© Claire Soares/IRIN
An old woman from Darfur who was forced to flee to Chad after Janjawid attacks
ABUJA, 13 Mar 2006 (IRIN) - African Union mediators in the Nigerian capital Abuja have proposed putting rival forces in Sudan’s Darfur conflict behind buffer zones after ceasefire agreements have been repeatedly ignored.
The warring sides first signed a ceasefire accord in the Chadian capital N’djamena in April 2004. But nearly two years on, mediators said on Sunday that that agreement lacks sufficient details to be effective and a new proposal - dubbed the “Enhanced Humanitarian Ceasefire Agreement” - has been drafted and presented to the warring sides.
“The [draft] agreement specifies that the forces of the government and the two movements withdraw their forces to clearly identified areas, with buffer zones between them,” mediators said in a statement.
The main objectives of the new proposals are “the demilitarisation of humanitarian supply routes and camps for displaced people,” mediators said. Banditry and continued clashes in Darfur forced the UN this month to slash its programmes to assist war-displaced in the region. At times the violence has cut hundreds of thousands of people off from assistance.

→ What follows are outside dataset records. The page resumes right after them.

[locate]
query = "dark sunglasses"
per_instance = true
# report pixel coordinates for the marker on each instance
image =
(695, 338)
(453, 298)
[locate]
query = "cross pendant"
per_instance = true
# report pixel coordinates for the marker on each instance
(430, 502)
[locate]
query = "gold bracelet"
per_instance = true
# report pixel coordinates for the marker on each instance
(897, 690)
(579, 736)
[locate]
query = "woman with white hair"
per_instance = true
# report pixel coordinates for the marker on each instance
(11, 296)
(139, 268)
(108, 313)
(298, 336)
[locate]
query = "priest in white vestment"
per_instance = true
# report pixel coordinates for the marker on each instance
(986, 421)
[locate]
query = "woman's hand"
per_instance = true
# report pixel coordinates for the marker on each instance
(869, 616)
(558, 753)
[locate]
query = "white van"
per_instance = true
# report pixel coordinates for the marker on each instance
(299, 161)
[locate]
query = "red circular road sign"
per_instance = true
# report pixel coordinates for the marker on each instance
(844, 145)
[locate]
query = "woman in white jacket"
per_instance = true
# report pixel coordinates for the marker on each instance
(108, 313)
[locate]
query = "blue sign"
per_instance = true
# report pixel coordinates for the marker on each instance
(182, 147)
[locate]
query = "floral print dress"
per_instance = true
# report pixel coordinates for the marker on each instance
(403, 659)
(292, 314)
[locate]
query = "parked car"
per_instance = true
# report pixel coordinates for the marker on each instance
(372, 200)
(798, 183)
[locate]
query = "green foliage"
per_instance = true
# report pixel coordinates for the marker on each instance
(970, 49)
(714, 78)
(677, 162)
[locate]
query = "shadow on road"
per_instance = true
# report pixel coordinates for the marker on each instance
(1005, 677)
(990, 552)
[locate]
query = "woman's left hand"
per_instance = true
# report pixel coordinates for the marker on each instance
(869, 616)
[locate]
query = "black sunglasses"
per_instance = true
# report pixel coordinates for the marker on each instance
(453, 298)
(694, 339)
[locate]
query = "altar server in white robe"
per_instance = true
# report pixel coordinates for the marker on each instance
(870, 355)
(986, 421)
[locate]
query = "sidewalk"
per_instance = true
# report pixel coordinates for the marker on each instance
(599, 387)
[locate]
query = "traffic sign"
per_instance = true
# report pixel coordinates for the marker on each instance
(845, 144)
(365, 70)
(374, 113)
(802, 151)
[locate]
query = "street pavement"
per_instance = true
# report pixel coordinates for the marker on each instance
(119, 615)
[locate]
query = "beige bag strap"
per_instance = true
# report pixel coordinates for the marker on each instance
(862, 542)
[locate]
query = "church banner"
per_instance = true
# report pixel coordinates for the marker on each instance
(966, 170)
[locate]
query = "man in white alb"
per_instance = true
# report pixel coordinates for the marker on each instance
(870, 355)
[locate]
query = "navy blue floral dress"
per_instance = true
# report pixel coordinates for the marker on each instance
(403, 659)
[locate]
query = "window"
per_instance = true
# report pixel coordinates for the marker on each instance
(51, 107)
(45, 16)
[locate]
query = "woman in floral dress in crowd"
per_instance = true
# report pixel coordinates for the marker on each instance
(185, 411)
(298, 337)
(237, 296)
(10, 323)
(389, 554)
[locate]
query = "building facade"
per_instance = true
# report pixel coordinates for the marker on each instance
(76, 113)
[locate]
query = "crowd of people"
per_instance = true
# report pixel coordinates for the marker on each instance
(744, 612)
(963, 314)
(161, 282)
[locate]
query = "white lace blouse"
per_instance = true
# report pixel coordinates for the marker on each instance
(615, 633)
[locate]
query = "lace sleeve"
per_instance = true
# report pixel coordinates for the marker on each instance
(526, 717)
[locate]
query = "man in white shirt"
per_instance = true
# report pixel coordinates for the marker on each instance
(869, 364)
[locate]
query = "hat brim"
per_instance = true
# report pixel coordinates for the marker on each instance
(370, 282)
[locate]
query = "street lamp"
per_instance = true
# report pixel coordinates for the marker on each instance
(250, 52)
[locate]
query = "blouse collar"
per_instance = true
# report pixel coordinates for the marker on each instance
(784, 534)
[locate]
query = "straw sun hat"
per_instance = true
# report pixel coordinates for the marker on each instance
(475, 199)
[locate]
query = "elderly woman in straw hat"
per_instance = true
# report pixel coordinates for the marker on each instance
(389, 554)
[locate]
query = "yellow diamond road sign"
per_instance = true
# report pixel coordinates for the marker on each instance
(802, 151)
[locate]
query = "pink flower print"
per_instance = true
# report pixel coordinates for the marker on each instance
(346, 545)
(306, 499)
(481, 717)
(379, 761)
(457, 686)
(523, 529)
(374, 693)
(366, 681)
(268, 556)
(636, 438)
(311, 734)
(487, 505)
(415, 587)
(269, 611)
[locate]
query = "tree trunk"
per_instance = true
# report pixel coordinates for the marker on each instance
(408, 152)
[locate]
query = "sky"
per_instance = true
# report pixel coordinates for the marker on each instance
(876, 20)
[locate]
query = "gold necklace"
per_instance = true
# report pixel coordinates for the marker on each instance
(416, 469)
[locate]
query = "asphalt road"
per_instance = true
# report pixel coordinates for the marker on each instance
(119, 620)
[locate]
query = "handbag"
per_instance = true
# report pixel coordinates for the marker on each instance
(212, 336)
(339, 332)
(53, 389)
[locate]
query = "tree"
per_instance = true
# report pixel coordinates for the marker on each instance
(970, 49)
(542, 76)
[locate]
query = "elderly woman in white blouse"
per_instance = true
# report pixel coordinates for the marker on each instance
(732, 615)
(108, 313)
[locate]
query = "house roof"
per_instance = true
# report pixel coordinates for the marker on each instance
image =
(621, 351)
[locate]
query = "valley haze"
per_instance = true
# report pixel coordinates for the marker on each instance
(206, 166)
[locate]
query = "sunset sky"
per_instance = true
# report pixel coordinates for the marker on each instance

The Darfur conflict erupted in early 2003 when Sudanese Liberation Movement/Army and the smaller Justice and Equality Movement took up arms against the Arab-dominated government in Khartoum to end what they call the neglect and oppression of the mainly black inhabitants of Darfur, a semi-desert region the size of France in western Sudan. The Sudanese government responded by backing Arab militias known as the Janjawid.
Humanitarian workers estimate that more than 180,000 people have been killed in the violence and nearly two million forced to flee their homes.
AU mediators are worried that more than one year of peace talks in Nigeria has failed to achieve a breakthrough towards peace.
Sudanese government and rebel officials confirmed they have received the new proposals and would respond as demanded by the mediators. AU officials said urgent action was required from the belligerents to halt the deteriorating humanitarian situation in Darfur.
“The government and the movements first signed a ceasefire agreement almost two years ago, but they never stopped fighting,” said Sam Ibok, head of the AU mediation team, who called conditions unacceptable. “Today, the humanitarian agencies in Darfur are reaching fewer people than they did when that ceasefire agreement was signed.”
The violence in Darfur has repeatedly spilled into eastern Chad, where some 202,000 Sudanese are living in camps. On Monday the UN refugee agency UNHCR announced that the deteriorating security situation in the area is forcing it to relocate more than 16,000 of those refugees farther in from the border. And last month UNHCR said some Chadians were even fleeing into Darfur to escape violence on their side of the border.